Je lis et j’entends ici ou là, pour ne pas dire partout où sont convoqués (ou pas d’ailleurs, comme sur les réseaux sociaux) sociologues, politologues et journalistes prétendument spécialisés, mais assurément engagés, que les émeutiers seraient l’avant-garde politique de « notre » jeunesse et de « nos » banlieues abandonnées, stigmatisées, ségréguées et racisées.
Ils s’appellent C., J., T. N. ou V. et appartiennent à la « petite bourgeoisie intellectuelle » : enseignant, intermittent du spectacle, médecin, fonctionnaire territorial… L’un est socialiste, chacun des autres, séparément : écologiste, communiste ou insoumis, et militent ensemble pour l’élection d’une candidate NUPES et « verte ». Je constate aussi qu’ils ont aussi en commun un rapport très troublant – dans tous les sens du terme – aux faits, à la réalité politique.

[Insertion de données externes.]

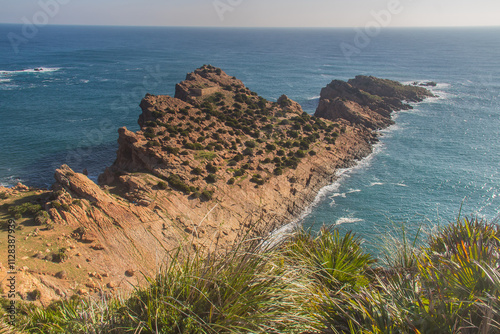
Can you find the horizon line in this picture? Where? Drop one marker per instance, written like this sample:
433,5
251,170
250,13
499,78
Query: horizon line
257,27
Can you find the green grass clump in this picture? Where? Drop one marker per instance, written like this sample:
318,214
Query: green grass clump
307,282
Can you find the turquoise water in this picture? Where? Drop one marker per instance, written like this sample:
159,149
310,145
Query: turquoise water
439,156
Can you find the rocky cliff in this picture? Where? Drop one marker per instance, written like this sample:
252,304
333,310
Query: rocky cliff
367,100
212,163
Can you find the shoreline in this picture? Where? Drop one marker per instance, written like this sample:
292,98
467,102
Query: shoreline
201,173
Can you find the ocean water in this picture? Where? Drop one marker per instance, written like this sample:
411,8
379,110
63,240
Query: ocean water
439,157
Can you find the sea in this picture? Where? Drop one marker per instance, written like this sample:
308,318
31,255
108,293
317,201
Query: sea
65,90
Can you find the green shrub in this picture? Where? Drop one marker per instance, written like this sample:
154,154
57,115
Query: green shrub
176,183
250,143
172,150
247,151
162,185
207,195
42,217
196,171
211,168
211,178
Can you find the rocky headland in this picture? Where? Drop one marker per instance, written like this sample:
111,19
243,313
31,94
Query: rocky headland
211,163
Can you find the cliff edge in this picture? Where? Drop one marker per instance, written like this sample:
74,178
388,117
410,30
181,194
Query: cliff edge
211,163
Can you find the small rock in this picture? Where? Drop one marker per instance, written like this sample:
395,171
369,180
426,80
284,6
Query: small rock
61,275
130,273
38,255
60,293
111,285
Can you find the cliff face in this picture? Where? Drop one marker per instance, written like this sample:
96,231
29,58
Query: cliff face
209,164
367,101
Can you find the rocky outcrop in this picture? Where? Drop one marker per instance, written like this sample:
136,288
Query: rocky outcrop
367,100
208,165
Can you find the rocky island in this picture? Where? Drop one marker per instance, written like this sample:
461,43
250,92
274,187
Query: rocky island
211,163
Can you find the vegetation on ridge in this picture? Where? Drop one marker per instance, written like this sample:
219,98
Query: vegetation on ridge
307,283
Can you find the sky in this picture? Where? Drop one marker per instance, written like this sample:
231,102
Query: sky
254,13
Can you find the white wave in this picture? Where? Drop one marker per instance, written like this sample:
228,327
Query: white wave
10,181
348,220
376,184
313,98
31,70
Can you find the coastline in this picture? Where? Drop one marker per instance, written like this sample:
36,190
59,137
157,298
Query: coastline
140,210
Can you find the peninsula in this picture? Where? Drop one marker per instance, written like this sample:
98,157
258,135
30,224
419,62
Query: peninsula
211,163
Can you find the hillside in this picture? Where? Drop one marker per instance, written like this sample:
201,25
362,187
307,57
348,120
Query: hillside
208,165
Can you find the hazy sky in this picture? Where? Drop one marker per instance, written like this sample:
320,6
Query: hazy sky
267,13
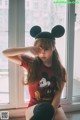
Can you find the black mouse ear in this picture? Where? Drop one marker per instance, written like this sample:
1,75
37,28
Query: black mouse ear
57,31
35,30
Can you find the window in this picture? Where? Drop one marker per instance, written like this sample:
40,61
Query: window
51,15
4,78
76,77
15,24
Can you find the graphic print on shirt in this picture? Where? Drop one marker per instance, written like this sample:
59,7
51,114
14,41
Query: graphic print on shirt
47,87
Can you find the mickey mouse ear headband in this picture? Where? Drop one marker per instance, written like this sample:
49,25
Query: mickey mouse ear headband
56,32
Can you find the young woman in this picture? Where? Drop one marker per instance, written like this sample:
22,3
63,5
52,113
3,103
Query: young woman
46,75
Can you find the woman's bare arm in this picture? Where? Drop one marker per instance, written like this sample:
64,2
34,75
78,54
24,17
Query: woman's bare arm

Font-ils un jour la promotion de Mélenchon au poste de Premier ministre pour mobiliser les électeurs antisystème, qui souvent s’abstiennent aux législatives, que le lendemain, on les voit battre le rappel de l’électorat du PS et d’EELV, en proclamant le caractère essentiellement local de ces mêmes élections. À croire que celui qui a tordu les bras de leurs partis respectifs en les soumettant à son leadership serait comme le « chat de Schrödinger» dans deux états contraires à plusieurs endroits à la fois !
J’ai beau leur dire que le futur Premier ministre serait Jean-Luc Mélenchon, et personne d’autre, et que cela est écrit dans l’accord de coalition signé au lendemain de l’élection présidentielle par les représentants de tous les partis impliqués, rien n’y fait. Ils jouent l’esquive et plongent dans un univers parallèle où la réalité prend des formes fantasmatiques. Les plus lucides, qui sont les plus malins, cependant, surfent à la godille sur le mouvement dans l’espoir d’obtenir quelques gratifications statutaires ou « symboliques ». Leur morale est simple. Elle se résume à l’axiome énoncé par feu Georges Frêche : « Les électeurs sont des cons ! »
À par ça, le détestable Mélenchon ne sera jamais premier ministre et NUPES n’obtiendra pas une majorité le 19 juin prochain. Mais chaque voix pour un candidat NUPES ne fera hélas ! qu’amplifier son ressentiment, ses frustrations, son agressivité, ses délires et l’autorisera, à la tête de sa « coupole », à contester la légitimité du Président et de sa majorité pour appeler la « rue » à l’insurrection sociale et politique. « La conquête de l’hégémonie politique a un préalable : il faut tout conflictualiser ! » clame-t-il sur les estrades numériques. Le « chaos » est en effet son ordre !
La présidente de la Région Occitanie a refusé de se soumettre à l’accord de dupes imposé par Mélenchon à ce qui reste de « frondeurs » dans son ex-parti – inutile à ce stade de se voiler la face. Son premier vice-président, PRG, Didier Codorniou la suit, qui diffuse sur les réseaux sociaux son appel à combattre cette capitulation historique devant un populisme d’extrême gauche aux accents autoritaires et mensongers. Et dans mon département, l’Aude, celui aussi de Codorniou, les choses, en surface au moins, sont claires – enfin ! façon de parler. Une seule circonscription a été octroyée par Mélenchon au PS ; et c’est la conseillère régionale Sophie Courrière Calmon, au profil pourtant droitier et macroniste, qui, de fait, a été adoubée par LFI avec l’incandescent soutien de sa fédération qui, autrefois, c’est-à-dire hier, soutenait hardiment Manuel Valls. Comme me le disait un proche conseiller de Carole Delga , au détour d’un commentaire sur Facebook : « ça sent le sapin ! »
Voilà qui est dit ! Les socialistes audois sont en accord avec leur direction nationale : soumission politique et programmatique à LFI et à son candidat premier ministre Jean-Luc Mélenchon ; tandis que dans le même journal, le même jour, Carole Delga, la présidente socialiste de leur Région Occitanie réitère son refus de toute alliance avec eux.